# Augmentation

**Paper:** Automatic identification of Hainan Gibbon calls in passive acoustic recordings

**Authors:** Emmanuel Dufourq, Ian Durbach, James Hansford, Sam Turvey, Amanda Hoepfner

**Year:** March 2020

**Repository:** https://github.com/emmanueldufourq/GibbonClassifier

Augment the number of gibbon calls and convert both the gibbon and non-gibbon calls into spectrograms. Hyper-parameters control the amount of new data to generate.

For this example, we are processing the file 'HGSM3D_0+1_20160429_051600.wav'. This file is not read from disk, instead the pickled files which are created using the 'Extract_Audio' notebook are used. This allows for more efficiency.
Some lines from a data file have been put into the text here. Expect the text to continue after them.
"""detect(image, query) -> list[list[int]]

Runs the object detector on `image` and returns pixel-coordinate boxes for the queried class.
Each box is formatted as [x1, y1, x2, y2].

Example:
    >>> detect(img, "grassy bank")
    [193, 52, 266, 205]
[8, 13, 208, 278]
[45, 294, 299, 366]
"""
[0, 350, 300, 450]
The augmented data is saved to disk and the spectrograms are also saved - both as pickle files. Originally, for the example file, there are 369 gibbon calls. After augmenting with a probiblity of 1 and creating 10 new files for each original file, we obtain 3690 augmented gibbon calls (59 * 10). The sample rate is set to 4800 (downsampled from 9600 in the Extract_Audio notebook).

Before augmented the audio segments had 48000 points (4800 sample rate * 10 seconds). After augmenting, the audio segments are converted to spectrograms and thus an image has the following size: 128 x 188). The code which performs this conversion is in the file 'Augmentation.py'. The number of mells is set to 128 and the hop size to 256 which results in a shape of 128 x 188. Keras requires the depth of an image to be provided, and since the spectrograms are used as image inputs to the CNN we thus reshape the images to have a depth of 1. The final shape of the spectrograms are thus 128 x 188 x 1. The minimum and maximum frequency used when generating the spectrograms were 1Khz and 2Khz respectively - in file 'Augmentation.py'.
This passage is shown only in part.